Nesta quinta-feira (3), a revista Fórum publicou levantamento segundo o qual o volume de contratos teria ultrapassado R$ 10,8 milhões.
Mendonça contesta esses números, segundo interlocutores citados na reportagem. O magistrado também sustenta que nunca recebeu lucros provenientes do instituto.
Conforme a versão apresentada por ele, a instituição registrou prejuízo no primeiro ano de funcionamento e teria encerrado o ano seguinte com resultado positivo próximo de R$ 200 mil.
A assessoria do Instituto Iter afirma que não houve distribuição de lucros aos sócios.
Entre os contratantes mencionados estão o Governo de São Paulo, administrado pelo governador Tarcísio de Freitas (Republicanos), e a Prefeitura de São Paulo, comandada pelo prefeito Ricardo Nunes (MDB).
A existência de contratos públicos, inclusive contratações sem licitação, passou a ser utilizada por críticos do ministro para levantar questionamentos sobre possível conflito de interesses ou eventual favorecimento.

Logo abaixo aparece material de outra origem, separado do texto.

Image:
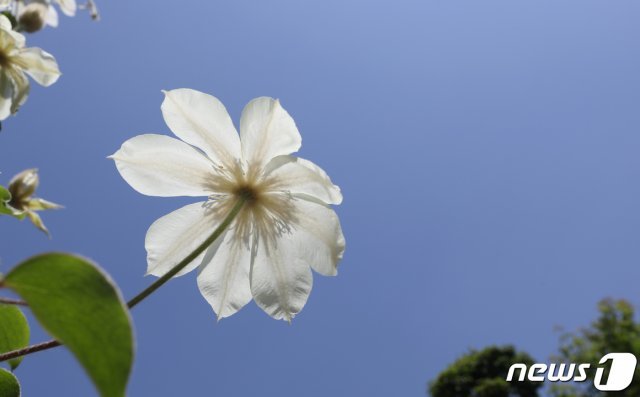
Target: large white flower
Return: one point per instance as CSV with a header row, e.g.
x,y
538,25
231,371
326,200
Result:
x,y
286,226
15,61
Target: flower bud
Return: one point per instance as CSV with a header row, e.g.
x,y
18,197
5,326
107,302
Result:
x,y
22,203
22,187
32,17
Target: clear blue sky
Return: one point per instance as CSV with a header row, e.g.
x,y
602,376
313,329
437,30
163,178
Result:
x,y
488,152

As informações apresentadas, entretanto, não demonstram por si mesmas a existência de irregularidade, direcionamento de contratos ou interferência de Mendonça nas contratações.
A decisão de abandonar formalmente a sociedade ocorre justamente enquanto esses questionamentos ganham maior repercussão.

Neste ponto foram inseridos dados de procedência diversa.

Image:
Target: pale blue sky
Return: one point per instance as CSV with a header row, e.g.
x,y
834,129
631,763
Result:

Antes de decidir pela saída, Mendonça havia anunciado publicamente que eventuais resultados financeiros correspondentes à participação de sua família no Iter seriam destinados a finalidades religiosas, sociais e educacionais.
Em vídeo divulgado anteriormente nas redes sociais, o ministro afirmou que 10% de eventual lucro seriam destinados ao dízimo e os 90% restantes a projetos sociais e de educação.
“Eu, a minha esposa, sob as bênçãos dos meus filhos, decidimos que a nossa parte do Instituto Iter será para a consagração de um altar a Deus. Tudo o que vier, possivelmente, a dar de lucro e resultado, eu vou separar 10% para o dízimo e os 90% restantes serão investidos em obras sociais e educação”, declarou Mendonça.
Com a nova decisão, o ministro não permanecerá como sócio e, segundo sua assessoria, não receberá compensação financeira pela transferência das cotas.
Outro episódio que colocou o Iter em evidência ocorreu após o Ministério da Educação (MEC) autorizar a instituição a oferecer cursos de pós-graduação lato sensu, modalidade de especialização.
A autorização chamou a atenção de integrantes do setor educacional pela rapidez da tramitação diante da existência de outros pedidos semelhantes aguardando análise, conforme a reportagem original.
A instituição, por sua vez, mantém atuação voltada ao ensino e aperfeiçoamento profissional na área jurídica.
Com a transformação anunciada, o Iter deverá deixar o modelo empresarial atual e funcionar como entidade sem fins lucrativos.
A retirada da sociedade não representará o rompimento completo do ministro com o instituto.
Segundo a nota oficial, Mendonça continuará prestando exclusivamente serviços acadêmicos, na condição de professor.
A mudança separa formalmente a participação societária do magistrado das atividades educacionais que ele continuará exercendo.
A assessoria afirma ainda que Mendonça jamais recebeu lucro da instituição e que a transferência das cotas seguirá a destinação social e educacional anteriormente anunciada.
“O ministro André Mendonça decidiu deixar a sociedade do Instituto Iter, cedendo a totalidade de suas cotas e de sua esposa, sem qualquer contrapartida financeira.
As cotas, e eventuais valores a elas correspondentes, permanecerão integralmente destinados a fins sociais e educacionais, conforme o ministro já havia decidido e anunciado no início deste ano.
Criado em 2024, o Instituto Iter será transformado em entidade sem fins lucrativos, reforçando sua vocação exclusivamente educacional e social. O ministro jamais auferiu lucro do instituto.
A decisão foi tomada em 2 de setembro de 2026, quando o ministro, em conversa com o presidente do Instituto, Victor Godoy, orientou que se tomassem as providências necessárias nos termos aqui descritos.
Nessas condições, o ministro permanecerá prestando serviços exclusivamente acadêmicos, na qualidade de professor.”